Climat et antispécistes, la convergence des luttes
Samedi a lieu à Zurich une marche pour les droits des animaux. Les larges mobilisations climatiques profiteront-elles à la cause antispéciste?
■ Darah Heiligtag, une des organisatrices zurichoises, pense que les deux luttes se recoupent, l’élevage étant un important émetteur de gaz à effet de serre
■ «Arrêter de manger de la viande, c’est un engagement de tous les jours, pas seulement durant les vacances», prévient celle qui annonce une communication moins provocante
Militante antispéciste, Sarah Heiligtag a créé le refuge animalier Hof Narr, bien connu en Suisse alémanique. Elle fait partie du collectif qui organise samedi à Zurich une marche pour les droits des animaux. Outre la fin de l’exploitation animale, l’événement affiche un autre objectif, la préservation de la planète. Alors que la «cause climatique» occupe le terrain ces derniers mois, les antispécistes font valoir leurs revendications qui, bien souvent, la rejoignent.
Les manifestants pro-climat sont dans la rue depuis plusieurs mois. Vous font-ils de l’ombre? Je ne vois pas ça comme une concurrence, mais plutôt comme une stimulation. Le fait est que les deux sujets sont intrinsèquement liés: l’élevage est responsable de 14,5% des émissions mondiales de gaz à effet de serre, il nécessite d’énormes ressources en eau et contribue à polluer les sols, de même que l’agriculture intensive. Pour réduire son empreinte écologique, il faut arrêter de prendre l’avion, mais aussi examiner sa consommation de viande et soutenir une agriculture durable. On ne peut pas se battre pour nous sans prendre en compte les animaux.
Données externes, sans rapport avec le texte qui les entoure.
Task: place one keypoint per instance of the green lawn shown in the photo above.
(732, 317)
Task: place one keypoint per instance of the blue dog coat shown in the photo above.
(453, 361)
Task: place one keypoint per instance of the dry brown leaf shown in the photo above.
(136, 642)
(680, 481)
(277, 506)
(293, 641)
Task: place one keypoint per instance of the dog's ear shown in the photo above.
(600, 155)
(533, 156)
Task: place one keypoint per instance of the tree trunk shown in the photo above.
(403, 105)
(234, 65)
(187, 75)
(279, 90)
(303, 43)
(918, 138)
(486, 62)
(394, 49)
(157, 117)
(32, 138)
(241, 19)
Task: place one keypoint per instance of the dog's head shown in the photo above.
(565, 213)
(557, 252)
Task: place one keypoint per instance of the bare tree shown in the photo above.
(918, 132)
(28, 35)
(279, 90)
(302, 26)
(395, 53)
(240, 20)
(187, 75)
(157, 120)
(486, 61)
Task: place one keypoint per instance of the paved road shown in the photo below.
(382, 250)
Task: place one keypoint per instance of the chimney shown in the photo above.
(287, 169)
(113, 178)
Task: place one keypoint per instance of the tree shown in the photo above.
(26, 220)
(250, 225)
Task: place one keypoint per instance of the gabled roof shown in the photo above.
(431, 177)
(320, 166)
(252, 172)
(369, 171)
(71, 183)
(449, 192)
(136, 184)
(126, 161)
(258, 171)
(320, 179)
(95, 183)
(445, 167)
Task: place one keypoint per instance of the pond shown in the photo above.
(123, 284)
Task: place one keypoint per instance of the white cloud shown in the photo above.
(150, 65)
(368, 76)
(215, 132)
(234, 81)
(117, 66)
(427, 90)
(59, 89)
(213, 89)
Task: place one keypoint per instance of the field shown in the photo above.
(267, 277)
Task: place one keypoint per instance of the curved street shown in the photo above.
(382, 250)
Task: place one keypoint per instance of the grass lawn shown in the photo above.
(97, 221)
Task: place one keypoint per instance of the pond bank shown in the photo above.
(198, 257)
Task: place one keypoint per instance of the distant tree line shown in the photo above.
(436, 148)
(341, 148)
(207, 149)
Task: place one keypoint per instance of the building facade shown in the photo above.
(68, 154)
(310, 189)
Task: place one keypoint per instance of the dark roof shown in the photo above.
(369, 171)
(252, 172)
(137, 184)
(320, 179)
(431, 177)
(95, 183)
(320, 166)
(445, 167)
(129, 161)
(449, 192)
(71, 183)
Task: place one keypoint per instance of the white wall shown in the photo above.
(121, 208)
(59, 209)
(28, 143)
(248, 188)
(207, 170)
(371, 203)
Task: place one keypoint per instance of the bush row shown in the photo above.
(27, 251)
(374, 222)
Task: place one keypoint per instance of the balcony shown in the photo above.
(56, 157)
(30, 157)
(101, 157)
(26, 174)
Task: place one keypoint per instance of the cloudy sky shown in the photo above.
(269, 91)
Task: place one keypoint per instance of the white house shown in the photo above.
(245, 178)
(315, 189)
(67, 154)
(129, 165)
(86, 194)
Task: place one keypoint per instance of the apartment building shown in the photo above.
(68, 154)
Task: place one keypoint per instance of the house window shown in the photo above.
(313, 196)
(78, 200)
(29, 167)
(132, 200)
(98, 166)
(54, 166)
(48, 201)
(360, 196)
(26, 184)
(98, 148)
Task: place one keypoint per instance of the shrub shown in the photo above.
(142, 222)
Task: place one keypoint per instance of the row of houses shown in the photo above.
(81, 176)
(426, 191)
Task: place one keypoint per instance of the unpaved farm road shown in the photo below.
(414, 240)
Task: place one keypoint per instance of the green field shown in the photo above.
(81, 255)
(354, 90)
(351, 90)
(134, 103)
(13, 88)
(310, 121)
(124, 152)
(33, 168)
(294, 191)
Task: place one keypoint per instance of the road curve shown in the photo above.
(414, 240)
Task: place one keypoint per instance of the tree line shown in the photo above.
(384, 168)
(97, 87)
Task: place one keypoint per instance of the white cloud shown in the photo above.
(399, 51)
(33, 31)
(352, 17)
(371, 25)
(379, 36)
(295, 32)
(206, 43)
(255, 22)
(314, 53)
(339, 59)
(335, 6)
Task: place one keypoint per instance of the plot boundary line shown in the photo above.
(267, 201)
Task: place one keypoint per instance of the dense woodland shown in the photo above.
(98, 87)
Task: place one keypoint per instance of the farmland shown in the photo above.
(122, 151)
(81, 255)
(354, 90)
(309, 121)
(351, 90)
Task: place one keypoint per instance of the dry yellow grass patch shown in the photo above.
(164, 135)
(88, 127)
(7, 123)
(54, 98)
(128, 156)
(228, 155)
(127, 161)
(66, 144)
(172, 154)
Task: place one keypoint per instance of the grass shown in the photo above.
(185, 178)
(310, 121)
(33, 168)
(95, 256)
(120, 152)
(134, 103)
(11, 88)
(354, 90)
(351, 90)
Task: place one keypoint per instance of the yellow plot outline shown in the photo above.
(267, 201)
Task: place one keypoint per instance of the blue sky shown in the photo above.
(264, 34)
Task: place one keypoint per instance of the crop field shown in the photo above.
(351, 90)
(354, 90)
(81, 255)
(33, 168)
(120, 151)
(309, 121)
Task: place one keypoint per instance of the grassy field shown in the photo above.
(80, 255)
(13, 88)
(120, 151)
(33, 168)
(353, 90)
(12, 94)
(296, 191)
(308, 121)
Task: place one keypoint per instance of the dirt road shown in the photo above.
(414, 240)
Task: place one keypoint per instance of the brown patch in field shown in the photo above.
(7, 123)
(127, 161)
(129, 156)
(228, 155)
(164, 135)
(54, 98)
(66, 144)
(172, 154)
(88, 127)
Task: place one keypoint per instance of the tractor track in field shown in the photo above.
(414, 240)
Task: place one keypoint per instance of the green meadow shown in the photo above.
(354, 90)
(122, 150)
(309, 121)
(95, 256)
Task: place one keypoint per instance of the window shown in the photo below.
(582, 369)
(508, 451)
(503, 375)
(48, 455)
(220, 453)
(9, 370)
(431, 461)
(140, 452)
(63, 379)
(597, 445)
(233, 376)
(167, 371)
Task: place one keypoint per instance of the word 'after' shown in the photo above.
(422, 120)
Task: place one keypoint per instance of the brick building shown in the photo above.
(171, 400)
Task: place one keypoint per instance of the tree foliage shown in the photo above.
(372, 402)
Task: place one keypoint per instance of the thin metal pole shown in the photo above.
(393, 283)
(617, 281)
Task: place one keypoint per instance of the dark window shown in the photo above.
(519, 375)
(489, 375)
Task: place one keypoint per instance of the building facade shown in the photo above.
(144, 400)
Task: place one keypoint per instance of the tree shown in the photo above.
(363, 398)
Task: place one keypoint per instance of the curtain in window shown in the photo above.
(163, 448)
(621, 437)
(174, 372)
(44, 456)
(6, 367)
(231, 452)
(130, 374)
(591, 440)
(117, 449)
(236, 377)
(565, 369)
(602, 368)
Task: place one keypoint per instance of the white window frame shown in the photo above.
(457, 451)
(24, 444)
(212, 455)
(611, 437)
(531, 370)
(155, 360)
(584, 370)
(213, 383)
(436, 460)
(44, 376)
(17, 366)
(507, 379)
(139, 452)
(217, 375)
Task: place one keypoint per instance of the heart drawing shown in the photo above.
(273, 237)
L’argument du climat n’était pourtant pas prédominant auparavant, n’êtesvous pas en train de surfer sur la vague? Pour certains militants, la souffrance animale reste la priorité absolue, c’est vrai. Ils ne voient pas toujours ce qu’il y a derrière, les effets néfastes sur l’environnement, l’impact des filières bovines. Je tente de ne pas réfléchir par exclusion. A partir du moment où les raisons éthiques, sanitaires et écologiques de cesser l’exploitation animale convergent, résoudre une problématique en ignorant les autres serait contre-productif.
Vous attendez quelque 2000 personnes ce samedi, les manifestations pour le climat en rassemblent six fois plus. Pourquoi? Il y a un effet d’engouement générationnel. Le climat touche tout le monde, il ratisse plus large que notre propos, qui reste encore une niche. Par ailleurs, devenir antispéciste requiert des efforts conséquents, arrêter de manger de la viande est un engagement de tous les jours, pas seulement durant les vacances.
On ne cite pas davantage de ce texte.